Furthermore, the TOR kinase was implicated in sugar signaling pathways to control translation. Protein synthesis is a very energy demanding process and therefore needs to be tightly regulated in function of the cellular energy availability. In mammals and yeast, TORC1 affects the level of rRNA (Claypool et al., 2004; Mayer et al., 2004; Li et al., 2006a; Tsang et al., 2010) and RP gene expression (Jorgensen et al., 2004; Martin et al., 2004; Rudra and Warner, 2004), as well as cap-dependent translation (Ma and Blenis, 2009) and scanning along structured 5′-UTRs (Meyuhas and Dreazen, 2009).
The tight regulation of translation according to energy availability also occurs in plants (Pal et al., 2013; Lastdrager et al., 2014). For some of the well described pathway components, like the phosphorylation of 4E-BP, evidence in plants is lacking (Van Der Kelen et al., 2009; Ren et al., 2011). Nevertheless, plants expressing RNAi constructs for TOR or its positive downstream effector TAP46 displayed a significant decrease in polysomal loading and in protein synthesis (Ahn et al., 2011). The transcription of RP genes is induced after sugar treatment and seems to be dependent on the diurnal cycle (Bläsing et al., 2005; Usadel et al., 2008; Baerenfaller et al., 2012) and glucose induction of RP gene expression was shown to depend on TOR activity (Xiong et al., 2013).

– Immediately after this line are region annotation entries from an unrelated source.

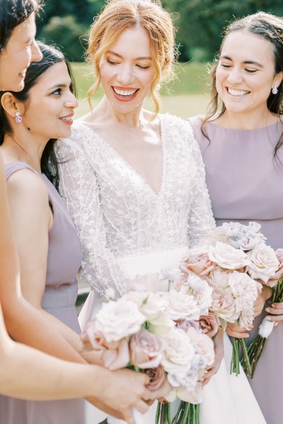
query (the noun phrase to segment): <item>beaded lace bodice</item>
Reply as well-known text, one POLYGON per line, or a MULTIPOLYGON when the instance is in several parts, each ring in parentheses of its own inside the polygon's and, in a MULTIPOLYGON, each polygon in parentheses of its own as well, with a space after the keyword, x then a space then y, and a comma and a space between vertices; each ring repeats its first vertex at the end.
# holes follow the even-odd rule
POLYGON ((80 277, 100 296, 128 289, 128 255, 192 246, 214 226, 190 124, 161 114, 163 177, 156 194, 107 141, 81 122, 57 145, 60 193, 83 244, 80 277))

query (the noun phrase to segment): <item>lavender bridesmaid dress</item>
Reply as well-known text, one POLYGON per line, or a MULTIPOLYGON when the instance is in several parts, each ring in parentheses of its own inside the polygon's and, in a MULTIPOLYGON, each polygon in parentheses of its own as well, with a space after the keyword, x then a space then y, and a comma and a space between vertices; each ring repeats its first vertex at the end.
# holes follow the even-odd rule
MULTIPOLYGON (((254 130, 231 130, 209 122, 204 127, 207 139, 201 131, 200 117, 190 122, 202 151, 217 225, 255 220, 261 224, 267 245, 274 249, 283 247, 283 148, 279 148, 277 160, 273 157, 283 124, 254 130)), ((258 334, 266 314, 263 310, 255 319, 248 344, 258 334)), ((280 324, 270 336, 255 376, 249 379, 268 424, 283 422, 282 360, 283 324, 280 324)))
MULTIPOLYGON (((6 179, 14 172, 23 169, 35 172, 26 163, 13 162, 5 166, 6 179)), ((81 242, 55 187, 45 175, 35 173, 46 185, 54 214, 53 223, 49 230, 46 287, 42 305, 47 312, 79 333, 80 327, 75 309, 77 296, 75 276, 81 261, 81 242)), ((82 399, 30 401, 0 396, 0 424, 83 423, 82 399)))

Furthermore, TOR overexpression was shown to induce rRNA production and ChIP experiments showed that TOR binds directly to the 45S promoter region (Ren et al., 2011). TOR mediated ribosomal protein S6 kinase (S6K) activity was proposed to be important to maintain eukaryotic translation initiation factor 3 subunit H (eIF3h) phosphorylation, which is needed for translation reinitiation and thus for translation of uORF containing mRNAs (Schepetilnikov et al., 2013). Starvation inhibits the TOR kinase and therefore allows energy costly ribosome biogenesis and translation processes to be reduced in growth limiting conditions (Ma and Blenis, 2009; Robaglia et al., 2012).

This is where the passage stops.